High & Mid Rise

Black Diamond Nationwide (BDN) has been commercial contracting and subcontracting Mid-Rise and High-Rise commercial and mixed-use buildings for over 25 years.  We are proud of the unique, innovative and iconic structures that we have been a part of building from California to New York and many notable buildings in between.  It takes a certain size and kind of commercial contractor to be able to build these structures effectively and efficiently. A contractor must be able to provide the proper level of services to form and install the basement and all sub-surface infra-structure as well as provide the service and material delivery for the superstructure.

 

BDN is more than capable of performing all levels of required concrete and steel services for the structural walls and sub-floors that may support a 50+ story building.
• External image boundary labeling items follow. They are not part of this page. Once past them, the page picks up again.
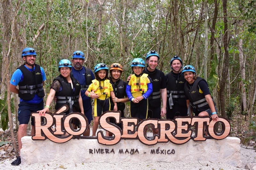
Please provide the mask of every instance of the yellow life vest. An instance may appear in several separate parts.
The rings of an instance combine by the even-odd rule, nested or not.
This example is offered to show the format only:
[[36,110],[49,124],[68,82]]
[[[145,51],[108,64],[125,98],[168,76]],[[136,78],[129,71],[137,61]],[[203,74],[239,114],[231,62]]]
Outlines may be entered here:
[[107,95],[107,97],[110,97],[110,81],[109,80],[104,81],[103,87],[100,87],[100,82],[96,79],[92,81],[92,90],[97,90],[94,93],[98,94],[99,96],[102,95]]
[[139,78],[139,81],[137,82],[137,78],[135,74],[131,77],[131,92],[132,93],[140,91],[144,93],[148,90],[148,74],[144,73]]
Also, a qualified contractor like BDN must have the proper manpower, knowledge base and experience level to brace, form and pour and finish each and every floor in a safe manner and on a schedule mandated by the owner and General Contractor.  Also, at the same time, our seasoned crews are erecting the structural steel columns that it takes to support the entire structure from the ground floor to the roof.  You will not have to worry when you select BDN as your concrete and Steel Erection partner. 
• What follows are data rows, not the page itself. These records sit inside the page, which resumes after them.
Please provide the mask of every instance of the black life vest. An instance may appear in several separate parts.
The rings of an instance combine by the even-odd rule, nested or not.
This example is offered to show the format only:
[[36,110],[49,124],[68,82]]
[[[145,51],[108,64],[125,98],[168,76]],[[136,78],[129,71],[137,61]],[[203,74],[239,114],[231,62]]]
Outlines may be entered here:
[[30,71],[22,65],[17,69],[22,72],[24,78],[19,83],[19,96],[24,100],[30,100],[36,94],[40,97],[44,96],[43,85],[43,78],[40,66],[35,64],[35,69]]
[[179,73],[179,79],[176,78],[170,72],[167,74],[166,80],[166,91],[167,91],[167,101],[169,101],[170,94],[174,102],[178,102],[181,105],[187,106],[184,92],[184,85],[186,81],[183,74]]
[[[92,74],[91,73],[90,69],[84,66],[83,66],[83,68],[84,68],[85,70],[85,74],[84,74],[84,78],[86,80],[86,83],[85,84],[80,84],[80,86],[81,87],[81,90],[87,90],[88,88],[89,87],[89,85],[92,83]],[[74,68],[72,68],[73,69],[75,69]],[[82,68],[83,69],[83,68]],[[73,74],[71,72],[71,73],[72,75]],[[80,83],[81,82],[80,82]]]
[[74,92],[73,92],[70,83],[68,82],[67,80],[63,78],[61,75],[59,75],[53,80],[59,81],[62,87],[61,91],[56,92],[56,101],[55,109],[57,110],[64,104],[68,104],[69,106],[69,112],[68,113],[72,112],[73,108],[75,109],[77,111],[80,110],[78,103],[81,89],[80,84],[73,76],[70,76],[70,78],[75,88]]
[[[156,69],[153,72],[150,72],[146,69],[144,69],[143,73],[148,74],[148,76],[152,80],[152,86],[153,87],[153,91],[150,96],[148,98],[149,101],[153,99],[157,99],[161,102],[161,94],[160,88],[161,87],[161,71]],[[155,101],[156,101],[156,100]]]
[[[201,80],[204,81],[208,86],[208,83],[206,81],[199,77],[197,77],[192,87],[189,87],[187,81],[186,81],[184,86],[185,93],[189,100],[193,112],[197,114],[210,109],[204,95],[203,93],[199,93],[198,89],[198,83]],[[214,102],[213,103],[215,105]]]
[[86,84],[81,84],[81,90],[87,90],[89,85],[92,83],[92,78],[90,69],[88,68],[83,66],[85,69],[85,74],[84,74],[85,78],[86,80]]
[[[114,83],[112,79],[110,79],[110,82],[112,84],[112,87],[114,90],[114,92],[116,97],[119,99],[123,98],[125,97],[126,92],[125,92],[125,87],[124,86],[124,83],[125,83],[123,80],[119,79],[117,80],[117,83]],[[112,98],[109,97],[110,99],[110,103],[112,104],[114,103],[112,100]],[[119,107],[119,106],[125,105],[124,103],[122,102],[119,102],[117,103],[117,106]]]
BUILDING DATA & MiSC INFORMATION

The size of buildings in the commercial, institutional, and industrial market segment ranges from a few hundred to as much as 45,000 square metres (500,000 square feet). The unit costs are generally higher than those for dwellings (although those of simple industrial buildings may be lower), and this type includes buildings with the highest unit cost, such as hospitals and laboratories. Residential buildings are fairly static in their function, changing only at long intervals.

 

By contrast, most commercial, institutional, and industrial buildings must respond to fairly rapid changes in their functions, and a degree of flexibility is required in their component systems. In addition, these buildings are built by contractors who utilize heavy mechanized equipment not only for foundations (pile drivers and caisson augers) but also for lifting heavy components (a wide variety of cranes and hoists). Semimanual machines such as cement finishers, terrazzo grinders, and welding generators are also used, but a large percentage of the work is done manually; the human hand and back remain major instruments of the construction industry, well adapted to the nonrepetitive character of the building.

The foundations in these buildings support considerably heavier loads than those of residential buildings. Floor loadings range from 450 to 1,500 kilograms per square meter (100 to 300 pounds per square foot), and the full range of foundation types is used for them. Spread footings are used, as are pile foundations, which are of two types, bearing and friction. A bearing pile is a device to transmit the load of the building through a layer of soil too weak to take the load to a stronger layer of soil some distance underground; the pile acts as a column to carry the load down to the bearing stratum. Solid bearing piles were originally made of timber, which is rare today; more commonly they are made of precast concrete, and sometimes steel H-piles are used. The pile length may be a maximum of about 60 meters (200 feet) but is usually much less. The piles are put in place by driving them into the ground with large mechanical hammers. Hollow steel pipes are also driven, and the interiors are excavated and filled with concrete to form bearing piles; sometimes the pipe is withdrawn as the concrete is poured.

 

An alternative to the bearing pile is the caisson. A round hole is dug to a bearing stratum with a drilling machine and temporarily supported by a steel cylindrical shell. The hole is then filled with concrete poured around a cage of reinforcing bars; and the steel shell may or may not be left in place, depending on the surrounding soil. The diameter of caissons varies from one to three metres (three to 10 feet). The friction pile of wood or concrete is driven into soft soil where there is no harder stratum for bearing beneath the site. The building load is supported by the surface friction between the pile and the soil.

When the soil is so soft that even friction piles will not support the building load, the final option is the use of a floating foundation, making the building like a boat that obeys Archimedes’ principle—it is buoyed up by the weight of the earth displaced in creating the foundation. Floating foundations consist of flat reinforced concrete slabs or mats or of reinforced concrete tubs with walls turned up around the edge of the mat to create a larger volume.  If these buildings do not have basements, in cold climates insulated concrete or masonry frost walls are placed under all exterior nonbearing walls to keep frost from under the floor slabs. Reinforced concrete foundation walls for basements must be carefully braced to resist lateral earth pressures. These walls may be built-in excavations, poured into wooden forms. Sometimes a wall is created by driving interlocking steel sheet piling into the ground, excavating on the basement side, and pouring a concrete wall against it.

 

Deeper foundation walls can also be built by the slurry wall method, in which a linear series of closely spaced caisson-like holes are successively drilled, filled with concrete, and allowed to harden; the spaces between are excavated by special clamshell buckets and also filled with concrete. During the excavation and drilling operations, the holes are filled with a high-density liquid slurry, which braces the excavation against collapse but still permits the extraction of excavated material. Finally, the basement is dug adjoining the wall, and the wall is braced against earth pressure.